Thou Shalt Not Mess With Texas
By Greg Abbott
Wall Street Journal, Page A-16
Wednesday, March 2, 2005

    President Truman once told us, "The fundamental basis of this nation's laws was given to Moses on the Mount." We might say it differently now, but the point would be the same: The Ten Commandments are a religious text, yes, but they are also a foundational document in the development of our legal codes. As such, they deserve to be recognized alongside the other documents, people, and events that tell America's story. So today, I am arguing before the Supreme Court that a Ten Commands monument on the Texas Capitol grounds in Austin is a constitutional acknowledgement of religion, a commemoration of one influence, among many, on who we are as a people.
    Our nation has a rich tradition of recognizing the elements of its history and heritage in its documents, its rhetoric and its architecture. Whatever one's individual religious beliefs, none can seriously deny that religion is a key part of our national identity. In Lynch v. Donnely, in 1984, the Court itself recognized an "unbroken history of official acknowledgment by all three branches of government of the role of religion in American life from at least 1789."

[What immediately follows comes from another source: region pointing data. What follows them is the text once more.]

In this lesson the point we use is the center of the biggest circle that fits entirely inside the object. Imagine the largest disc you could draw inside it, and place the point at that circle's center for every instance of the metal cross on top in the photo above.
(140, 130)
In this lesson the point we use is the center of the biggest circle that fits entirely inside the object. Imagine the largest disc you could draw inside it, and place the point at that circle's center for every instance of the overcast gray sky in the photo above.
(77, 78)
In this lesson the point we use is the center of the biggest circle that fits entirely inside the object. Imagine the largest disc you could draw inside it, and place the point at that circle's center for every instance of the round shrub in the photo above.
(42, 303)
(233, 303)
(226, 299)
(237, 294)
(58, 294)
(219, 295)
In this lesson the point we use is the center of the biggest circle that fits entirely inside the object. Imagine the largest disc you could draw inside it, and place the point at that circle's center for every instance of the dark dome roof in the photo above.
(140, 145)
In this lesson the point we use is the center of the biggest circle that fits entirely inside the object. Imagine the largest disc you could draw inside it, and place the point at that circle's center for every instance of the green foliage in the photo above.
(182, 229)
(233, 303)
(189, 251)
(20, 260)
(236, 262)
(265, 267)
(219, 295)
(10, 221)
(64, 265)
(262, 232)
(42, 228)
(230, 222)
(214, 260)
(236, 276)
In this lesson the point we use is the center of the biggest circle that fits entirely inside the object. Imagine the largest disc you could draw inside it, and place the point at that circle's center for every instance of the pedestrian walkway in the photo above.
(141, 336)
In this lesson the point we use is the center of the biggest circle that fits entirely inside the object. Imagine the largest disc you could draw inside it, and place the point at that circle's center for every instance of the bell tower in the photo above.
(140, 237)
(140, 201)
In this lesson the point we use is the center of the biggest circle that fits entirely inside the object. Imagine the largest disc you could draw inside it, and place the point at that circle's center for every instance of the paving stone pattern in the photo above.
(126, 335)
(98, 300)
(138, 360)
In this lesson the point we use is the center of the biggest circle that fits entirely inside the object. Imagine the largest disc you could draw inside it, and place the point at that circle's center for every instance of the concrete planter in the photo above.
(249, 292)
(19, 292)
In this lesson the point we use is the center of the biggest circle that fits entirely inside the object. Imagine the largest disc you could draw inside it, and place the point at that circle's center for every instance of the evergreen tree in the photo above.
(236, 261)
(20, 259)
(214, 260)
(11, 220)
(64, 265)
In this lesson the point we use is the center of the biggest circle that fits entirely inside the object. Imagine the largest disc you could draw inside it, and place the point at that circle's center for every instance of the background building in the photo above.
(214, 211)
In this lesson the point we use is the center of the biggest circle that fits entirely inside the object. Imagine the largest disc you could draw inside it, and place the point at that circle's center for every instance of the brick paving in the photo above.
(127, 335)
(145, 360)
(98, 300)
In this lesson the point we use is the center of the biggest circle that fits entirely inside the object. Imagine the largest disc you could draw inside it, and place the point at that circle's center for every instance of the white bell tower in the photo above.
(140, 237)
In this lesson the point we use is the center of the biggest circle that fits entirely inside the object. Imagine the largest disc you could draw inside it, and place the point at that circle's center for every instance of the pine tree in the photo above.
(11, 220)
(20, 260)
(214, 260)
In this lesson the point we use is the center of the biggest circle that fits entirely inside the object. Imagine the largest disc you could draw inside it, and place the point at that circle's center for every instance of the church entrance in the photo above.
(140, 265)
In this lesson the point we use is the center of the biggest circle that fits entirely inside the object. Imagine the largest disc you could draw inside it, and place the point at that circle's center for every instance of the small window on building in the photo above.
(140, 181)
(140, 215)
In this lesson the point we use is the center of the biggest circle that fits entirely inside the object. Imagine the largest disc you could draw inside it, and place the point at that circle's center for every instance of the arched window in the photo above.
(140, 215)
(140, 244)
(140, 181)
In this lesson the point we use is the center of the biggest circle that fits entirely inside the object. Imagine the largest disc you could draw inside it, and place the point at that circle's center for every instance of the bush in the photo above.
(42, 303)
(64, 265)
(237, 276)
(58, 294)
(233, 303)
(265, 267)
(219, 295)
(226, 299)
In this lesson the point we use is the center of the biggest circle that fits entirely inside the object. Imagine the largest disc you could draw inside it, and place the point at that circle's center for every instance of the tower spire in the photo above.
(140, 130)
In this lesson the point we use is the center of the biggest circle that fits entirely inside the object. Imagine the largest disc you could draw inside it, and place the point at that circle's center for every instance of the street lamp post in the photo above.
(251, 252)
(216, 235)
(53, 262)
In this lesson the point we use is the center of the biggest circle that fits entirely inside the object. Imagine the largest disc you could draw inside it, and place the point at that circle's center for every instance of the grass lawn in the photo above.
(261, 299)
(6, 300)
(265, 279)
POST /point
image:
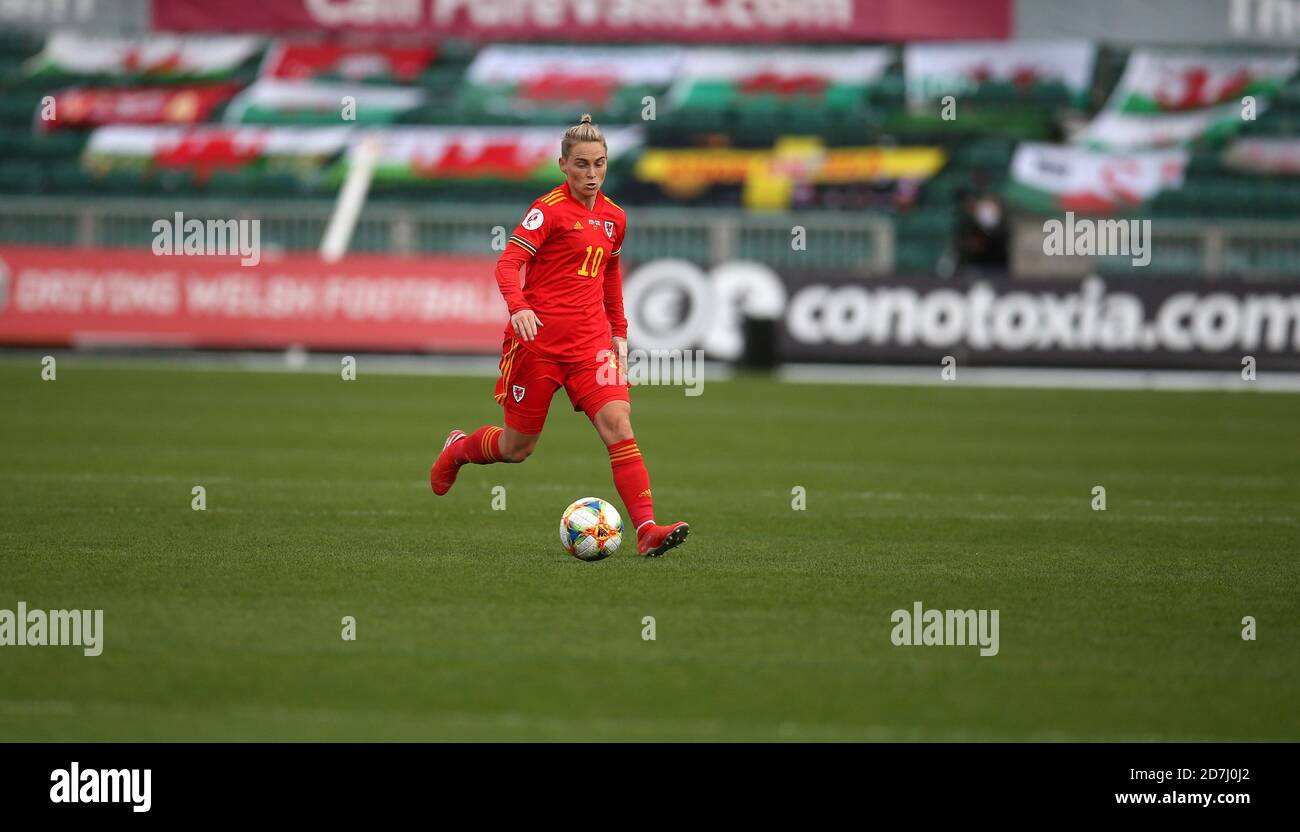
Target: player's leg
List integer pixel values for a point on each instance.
(610, 411)
(524, 389)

    Detractors claim displaying the Ten Commandments crosses the line from the acknowledgment of religion into establishment, violating the First Amendment. Thomas Van Orden, a former lawyer, is making that claim about the Texas monument. He is wrong.
    The Fraternal Order of Eagles, a social justice organization, donated the six-foot red granite monument to the State of Texas in 1961 as part of a campaign to combat juvenile deliquency. The organization says it launched that initiative "to acknowledge the Ten Commandments' historical impact on the development of Western legal tradition and, through reminding the public of this historical fact, inspiring the youth to live law-abiding and productive lives." In this spirit, the legislature accepted the monument and placed it on the Capitol grounds among what has grown to a collection of 17 monuments that celebrate people, events and ideals important to the culture of Texas. It was positioned behind the Capitol, halfway between the Legislature and the state Supreme Court building, to signify the secular impact of the Ten Commandments on the state's legal institutions.

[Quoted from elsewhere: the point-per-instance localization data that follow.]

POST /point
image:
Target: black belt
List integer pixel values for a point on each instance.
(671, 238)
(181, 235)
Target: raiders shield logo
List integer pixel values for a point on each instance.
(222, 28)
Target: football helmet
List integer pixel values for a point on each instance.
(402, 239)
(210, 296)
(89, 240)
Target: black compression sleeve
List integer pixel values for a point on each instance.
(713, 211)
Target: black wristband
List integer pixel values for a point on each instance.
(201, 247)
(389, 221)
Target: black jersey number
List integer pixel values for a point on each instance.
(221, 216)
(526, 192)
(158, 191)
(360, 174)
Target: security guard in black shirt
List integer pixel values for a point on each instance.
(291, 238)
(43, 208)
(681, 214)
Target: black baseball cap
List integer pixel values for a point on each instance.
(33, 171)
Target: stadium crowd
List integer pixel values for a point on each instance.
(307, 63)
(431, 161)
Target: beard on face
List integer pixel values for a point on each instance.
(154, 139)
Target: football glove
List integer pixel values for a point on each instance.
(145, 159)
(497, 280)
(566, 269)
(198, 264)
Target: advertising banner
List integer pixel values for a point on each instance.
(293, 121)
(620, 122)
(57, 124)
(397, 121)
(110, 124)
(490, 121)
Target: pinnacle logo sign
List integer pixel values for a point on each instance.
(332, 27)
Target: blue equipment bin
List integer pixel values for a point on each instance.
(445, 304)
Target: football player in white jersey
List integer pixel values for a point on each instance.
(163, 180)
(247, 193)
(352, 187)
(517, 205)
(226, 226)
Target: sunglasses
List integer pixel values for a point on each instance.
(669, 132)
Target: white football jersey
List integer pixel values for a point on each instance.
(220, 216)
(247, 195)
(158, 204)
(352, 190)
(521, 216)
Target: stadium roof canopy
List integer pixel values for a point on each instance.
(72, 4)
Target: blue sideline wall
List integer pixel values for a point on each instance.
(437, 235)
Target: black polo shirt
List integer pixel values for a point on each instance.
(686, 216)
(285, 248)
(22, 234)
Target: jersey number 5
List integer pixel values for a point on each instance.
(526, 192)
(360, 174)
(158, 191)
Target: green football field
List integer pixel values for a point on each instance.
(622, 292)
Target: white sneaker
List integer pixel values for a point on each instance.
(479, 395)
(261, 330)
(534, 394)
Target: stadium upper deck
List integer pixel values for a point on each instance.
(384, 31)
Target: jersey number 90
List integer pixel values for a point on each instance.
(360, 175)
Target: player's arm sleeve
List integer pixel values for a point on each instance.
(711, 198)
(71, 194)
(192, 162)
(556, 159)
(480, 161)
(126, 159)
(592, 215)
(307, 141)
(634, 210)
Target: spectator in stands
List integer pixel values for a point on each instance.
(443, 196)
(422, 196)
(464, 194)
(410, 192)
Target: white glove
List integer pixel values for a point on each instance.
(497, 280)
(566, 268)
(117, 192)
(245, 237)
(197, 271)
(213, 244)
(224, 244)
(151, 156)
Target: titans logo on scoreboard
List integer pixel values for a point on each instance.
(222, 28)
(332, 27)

    And there it sat, in the hometown of late American Atheists founder Madalyn Murray O'Hair, for some 40 years, without generating any controversy or litigation. Why so little fuss? Because the reasonable observer is not likely to mistake these commands for official statements of Texas policy, any more than he or she would deem the artistic portrayal of the Last Supper in the National Gallery of Art as an official command to partake in Holy Communion.
    The First Amendment was never intended to bar all religious expression from the public square. "Such hostility toward religion is not only not required; it is proscribed," the court of appeals noted in its decision upholding the constitutionality of the Texas monument. The Supreme Court has never embraced such a radical view of the Constitution, either. It has repeatedly upheld government displays that contain religious elements, so long as the entire display - in context - does not constitute an official endorsement of religion. Every federal judge to have considered the matter has agreed the Texas monument satisfies that "endorsement" test.
    Federal courts are divided on the constitutionality of Ten Commandments displays. Lower courts have generally been unfriendly to displays, like the one in Alabama, whose placement centers primarily on the religious nature of the Decalogue. The Texas monument is different, however, because it was placed on the Capitol grounds for secular reasons.
    While a holy text to many, the Ten Commandment have also had a profound impact on many nonreligious aspects of our culture and history. The Supreme Court certainly recognizes their importance. Chief Justice William Rehnquist noted the Ten Commandments "have made a substantial contribution to our secular legal codes." And carvings of Moses and the Decalogue appear throughout the Court building, including some 43 times in the very chambers where we are arguing this case.
    Between the extremes of government endorsement of, and hostility against, religion, there lies a broad zone in which government may acknowledge the important role religion has played in our laws and history. Ten Commandments displays like the Texas monument fall well within that zone, and I hope the Supreme Court will make that clear when it rules.

Mr. Abbott is Attorney General of Texas.